As Jim writes, "Potato pizza is another Italian classic you don't see very often in the United States. While my rendition is pretty traditional, I soak the potatoes in salted water first, which actually extracts about 20 percent of their moisture. That causes them to cook more quickly and makes them firmer. It's a little trick I learned from cooking potato pancakes."

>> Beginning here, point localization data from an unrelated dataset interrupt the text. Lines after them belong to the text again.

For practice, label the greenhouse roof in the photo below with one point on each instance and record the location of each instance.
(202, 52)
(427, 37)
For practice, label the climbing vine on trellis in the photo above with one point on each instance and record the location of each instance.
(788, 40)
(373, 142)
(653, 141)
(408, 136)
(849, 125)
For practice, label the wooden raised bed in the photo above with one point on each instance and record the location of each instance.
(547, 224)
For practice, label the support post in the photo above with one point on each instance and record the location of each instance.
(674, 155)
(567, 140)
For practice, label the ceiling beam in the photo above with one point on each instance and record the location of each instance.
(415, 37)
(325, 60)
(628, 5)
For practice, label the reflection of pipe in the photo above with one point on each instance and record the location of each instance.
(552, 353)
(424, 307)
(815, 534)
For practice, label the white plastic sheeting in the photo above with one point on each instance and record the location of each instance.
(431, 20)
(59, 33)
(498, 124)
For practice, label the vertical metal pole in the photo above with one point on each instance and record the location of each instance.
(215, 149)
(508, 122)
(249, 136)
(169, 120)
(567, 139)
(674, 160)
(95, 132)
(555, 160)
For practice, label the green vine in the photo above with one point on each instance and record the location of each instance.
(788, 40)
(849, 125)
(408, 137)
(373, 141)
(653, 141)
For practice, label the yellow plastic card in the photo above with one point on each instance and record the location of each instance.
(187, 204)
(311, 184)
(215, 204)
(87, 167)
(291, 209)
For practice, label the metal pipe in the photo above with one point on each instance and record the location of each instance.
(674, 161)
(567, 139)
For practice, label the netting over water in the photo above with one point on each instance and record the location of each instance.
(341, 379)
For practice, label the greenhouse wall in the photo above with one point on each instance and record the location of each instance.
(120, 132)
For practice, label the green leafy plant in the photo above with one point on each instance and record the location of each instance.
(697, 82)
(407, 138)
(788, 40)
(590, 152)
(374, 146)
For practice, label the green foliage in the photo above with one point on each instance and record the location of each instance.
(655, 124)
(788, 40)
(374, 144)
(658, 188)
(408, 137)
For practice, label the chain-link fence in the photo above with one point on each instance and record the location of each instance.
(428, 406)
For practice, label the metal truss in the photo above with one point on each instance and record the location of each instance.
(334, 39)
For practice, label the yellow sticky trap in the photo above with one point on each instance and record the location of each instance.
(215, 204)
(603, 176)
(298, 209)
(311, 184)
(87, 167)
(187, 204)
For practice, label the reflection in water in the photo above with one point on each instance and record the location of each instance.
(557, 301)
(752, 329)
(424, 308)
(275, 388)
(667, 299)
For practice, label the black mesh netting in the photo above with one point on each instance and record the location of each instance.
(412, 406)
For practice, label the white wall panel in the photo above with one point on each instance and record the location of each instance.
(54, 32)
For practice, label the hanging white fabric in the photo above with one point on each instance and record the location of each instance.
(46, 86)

YIELD: One 13-by-18-inch pie; 8 slices 

EQUIPMENT: A mandoline

1 quart (800 grams) lukewarm water 
4 teaspoons (24 grams) table salt 
6 to 8 (1 kilo) Yukon Gold potatoes, peeled 
1 cup (100 grams) diced yellow onion 
1/2 teaspoon (2 grams) freshly ground black pepper 
About 1⁄2 cup (80 grams) extra virgin olive oil 
1/2 recipe (400 grams) Basic Pizza Dough 
About 1 tablespoon (2 grams) fresh rosemary leaves

Preheat the oven to 500 F (260 C) with a rack in the middle

In a medium bowl, combine the water and salt, stirring until the salt is dissolved. Use a knife or mandoline to slice the peeled potatoes very thin (1/16th inch thick), and put the slices directly into the salted water so they don’t oxidize and turn brown. Let soak in the brine for 1-1/2 hour (or refrigerate and soak for up to 12 hours), until the slices are wilted and no longer crisp. (Note: I cut the soaking time to 30 minutes and the results were still good.)

Drain the potatoes in a colander and use your hands to press out as much water as possible, then pat dry. In a medium bowl, toss together the potato slices, onion, pepper, and olive oil.

Spread the potato mixture evenly over the dough, going all the way to the edges of the pan; put a bit more of the topping around the edges of the pie, as the outside tends to cook more quickly. Sprinkle evenly with the rosemary. (Note: I left it out in the version pictured above, but feel it's better with it). 

Bake for 30 to 35 minutes, until the topping is starting to turn golden brown and the crust is pulling away from the sides of the pan. Serve the pizza hot or at room temperature.

Variation • Pizza Batata (Sweet Potato Pizza)

Substitute 2 sweet potatoes (800 grams), peeled, for the Yukon Gold potatoes, and use about 4 cups (about 900 grams) water and 24 grams (4 teaspoons) salt for the soaking liquid. Omit the rosemary in the topping.